L’article de Nantes Révoltée poursuit :

« Notons que la police ne manifeste pas pour ses salaires : les agents bénéficient de primes, de moyens, d’augmentations… C’est d’ailleurs le seul service public qui ne subit pas l’austérité de plein fouet. Ils manifestent pour avoir le droit d’exercer la violence. Ces derniers mois, des enseignants qui protestaient ont été menacés ou mis à pied pour bien moins que ça. »

Aujourd’hui, la police demande de conserver un droit au racisme. Un état d’exception insupportable, qui bénéficie à un unique corps de métier déjà sur-privilégié, et dont l’entérinement par les pouvoirs publics est vécu comme un coup de matraque par celles et ceux qui en subissent les sévices.

QUE FAIRE DE LA POLICE ?

Outre-Atlantique, les voix s’élèvent, les discours ressurgissent, les argumentaires s’approfondissent et des expériences inspirantes fleurissent. La France est ce pays où les flics manifestent pour leur droit à être violents et racistes quand ailleurs, on prévoit de démanteler la police (Minneapolis), on fait une « No police zone » (Seattle), on tient un quartier autogéré (Exarcheia à Athènes), on lutte contre l’impérialisme dans une région autonome (province du Chiapas au Mexique).

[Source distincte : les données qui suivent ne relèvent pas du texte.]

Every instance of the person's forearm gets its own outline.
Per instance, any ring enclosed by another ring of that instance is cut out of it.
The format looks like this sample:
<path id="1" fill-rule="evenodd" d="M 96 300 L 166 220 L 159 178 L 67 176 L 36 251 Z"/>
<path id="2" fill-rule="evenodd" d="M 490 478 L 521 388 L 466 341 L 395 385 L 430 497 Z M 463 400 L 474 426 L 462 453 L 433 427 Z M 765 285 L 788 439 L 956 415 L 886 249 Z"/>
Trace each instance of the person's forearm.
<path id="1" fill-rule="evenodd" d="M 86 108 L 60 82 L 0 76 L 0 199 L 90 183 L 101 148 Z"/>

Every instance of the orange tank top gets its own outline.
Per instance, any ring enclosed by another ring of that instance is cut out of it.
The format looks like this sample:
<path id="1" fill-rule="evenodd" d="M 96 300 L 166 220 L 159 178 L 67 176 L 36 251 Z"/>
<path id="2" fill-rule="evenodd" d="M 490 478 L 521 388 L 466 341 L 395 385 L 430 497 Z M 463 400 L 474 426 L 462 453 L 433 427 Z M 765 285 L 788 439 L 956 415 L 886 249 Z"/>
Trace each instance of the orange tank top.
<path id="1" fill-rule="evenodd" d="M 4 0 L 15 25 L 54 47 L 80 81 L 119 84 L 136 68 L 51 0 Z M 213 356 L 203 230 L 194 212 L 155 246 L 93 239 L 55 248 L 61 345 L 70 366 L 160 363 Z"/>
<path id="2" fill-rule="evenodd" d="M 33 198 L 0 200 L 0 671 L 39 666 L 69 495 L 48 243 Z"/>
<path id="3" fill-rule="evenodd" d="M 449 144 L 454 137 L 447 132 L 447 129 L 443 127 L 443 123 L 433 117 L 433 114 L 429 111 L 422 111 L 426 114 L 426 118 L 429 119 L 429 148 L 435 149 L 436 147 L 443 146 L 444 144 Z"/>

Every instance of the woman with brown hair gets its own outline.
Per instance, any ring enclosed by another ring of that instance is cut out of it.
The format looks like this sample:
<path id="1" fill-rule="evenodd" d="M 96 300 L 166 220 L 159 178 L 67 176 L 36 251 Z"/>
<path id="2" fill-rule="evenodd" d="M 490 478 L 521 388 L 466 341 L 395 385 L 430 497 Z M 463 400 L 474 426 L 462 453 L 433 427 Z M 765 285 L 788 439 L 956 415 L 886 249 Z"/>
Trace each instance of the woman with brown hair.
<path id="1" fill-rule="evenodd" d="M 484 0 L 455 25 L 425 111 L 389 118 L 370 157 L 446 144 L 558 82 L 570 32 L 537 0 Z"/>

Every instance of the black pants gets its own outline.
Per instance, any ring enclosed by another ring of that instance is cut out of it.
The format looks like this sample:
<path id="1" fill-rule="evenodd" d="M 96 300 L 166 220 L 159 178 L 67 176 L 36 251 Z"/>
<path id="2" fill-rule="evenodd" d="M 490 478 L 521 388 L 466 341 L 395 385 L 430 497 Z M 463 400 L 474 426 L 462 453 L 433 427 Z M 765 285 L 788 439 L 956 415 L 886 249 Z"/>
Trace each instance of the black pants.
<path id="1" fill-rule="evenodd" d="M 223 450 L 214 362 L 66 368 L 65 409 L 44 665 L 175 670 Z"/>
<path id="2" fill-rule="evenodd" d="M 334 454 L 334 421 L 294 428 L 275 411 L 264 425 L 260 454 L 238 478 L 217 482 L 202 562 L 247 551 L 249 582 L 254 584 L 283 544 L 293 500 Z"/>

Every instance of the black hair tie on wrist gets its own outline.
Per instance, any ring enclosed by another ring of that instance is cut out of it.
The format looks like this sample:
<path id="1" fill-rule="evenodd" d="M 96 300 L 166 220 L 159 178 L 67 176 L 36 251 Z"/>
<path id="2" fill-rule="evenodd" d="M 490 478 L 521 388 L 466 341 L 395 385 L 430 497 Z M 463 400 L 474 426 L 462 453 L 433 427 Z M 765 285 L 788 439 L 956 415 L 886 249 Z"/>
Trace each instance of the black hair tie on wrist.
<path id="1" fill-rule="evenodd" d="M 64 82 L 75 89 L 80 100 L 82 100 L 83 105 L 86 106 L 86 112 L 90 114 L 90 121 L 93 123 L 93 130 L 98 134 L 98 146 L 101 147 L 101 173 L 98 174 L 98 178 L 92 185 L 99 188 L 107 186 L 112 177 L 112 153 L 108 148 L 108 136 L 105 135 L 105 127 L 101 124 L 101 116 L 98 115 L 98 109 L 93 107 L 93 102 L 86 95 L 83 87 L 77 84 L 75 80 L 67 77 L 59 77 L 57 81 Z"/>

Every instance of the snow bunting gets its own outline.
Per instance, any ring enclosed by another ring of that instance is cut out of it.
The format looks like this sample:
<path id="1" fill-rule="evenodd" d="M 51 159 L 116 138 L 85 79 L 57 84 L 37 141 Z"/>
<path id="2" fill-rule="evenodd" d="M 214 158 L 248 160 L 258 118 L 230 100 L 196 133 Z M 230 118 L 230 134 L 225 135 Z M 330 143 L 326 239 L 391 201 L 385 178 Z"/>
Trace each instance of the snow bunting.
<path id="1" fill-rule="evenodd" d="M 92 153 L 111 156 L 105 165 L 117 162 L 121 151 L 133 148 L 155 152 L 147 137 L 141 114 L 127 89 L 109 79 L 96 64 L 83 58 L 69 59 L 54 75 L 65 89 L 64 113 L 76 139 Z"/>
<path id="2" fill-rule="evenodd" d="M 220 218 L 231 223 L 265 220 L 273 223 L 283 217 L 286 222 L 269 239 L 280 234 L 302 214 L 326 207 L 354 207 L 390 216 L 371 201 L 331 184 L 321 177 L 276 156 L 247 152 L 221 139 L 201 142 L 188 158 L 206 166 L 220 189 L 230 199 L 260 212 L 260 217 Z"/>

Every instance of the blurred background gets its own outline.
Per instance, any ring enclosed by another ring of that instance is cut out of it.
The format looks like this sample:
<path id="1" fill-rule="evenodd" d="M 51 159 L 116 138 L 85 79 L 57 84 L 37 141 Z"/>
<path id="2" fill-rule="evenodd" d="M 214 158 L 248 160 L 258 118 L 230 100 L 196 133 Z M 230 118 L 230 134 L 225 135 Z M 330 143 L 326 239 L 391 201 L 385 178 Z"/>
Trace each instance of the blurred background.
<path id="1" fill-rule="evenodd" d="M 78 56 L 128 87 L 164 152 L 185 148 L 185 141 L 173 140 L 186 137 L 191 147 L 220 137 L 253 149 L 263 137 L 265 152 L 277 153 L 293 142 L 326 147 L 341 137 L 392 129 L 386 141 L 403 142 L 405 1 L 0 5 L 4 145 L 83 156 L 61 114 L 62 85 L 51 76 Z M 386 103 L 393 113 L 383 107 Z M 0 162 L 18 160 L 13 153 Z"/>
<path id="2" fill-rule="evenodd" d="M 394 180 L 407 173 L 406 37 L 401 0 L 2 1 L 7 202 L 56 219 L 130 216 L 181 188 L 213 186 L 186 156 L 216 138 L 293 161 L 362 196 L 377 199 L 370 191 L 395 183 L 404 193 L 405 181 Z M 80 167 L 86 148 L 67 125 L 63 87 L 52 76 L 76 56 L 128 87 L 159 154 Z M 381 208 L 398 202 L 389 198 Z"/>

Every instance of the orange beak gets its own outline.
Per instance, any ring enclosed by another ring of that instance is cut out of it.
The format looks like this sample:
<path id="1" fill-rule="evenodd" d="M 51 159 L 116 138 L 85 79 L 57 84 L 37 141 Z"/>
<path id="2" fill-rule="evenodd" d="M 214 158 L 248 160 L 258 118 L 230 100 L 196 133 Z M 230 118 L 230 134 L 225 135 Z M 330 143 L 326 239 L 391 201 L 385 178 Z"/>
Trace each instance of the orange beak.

La police française est une honte et elle creuse. Elle semble irréformable tant son histoire fasciste et coloniale la recouvre d’une épaisse couche de moisissure dont seul l’acide, la dissolution pourrait y mettre un terme. « Defund & Abolish the police » : définancer et abolir la police, il faut désormais y songer, ici en France.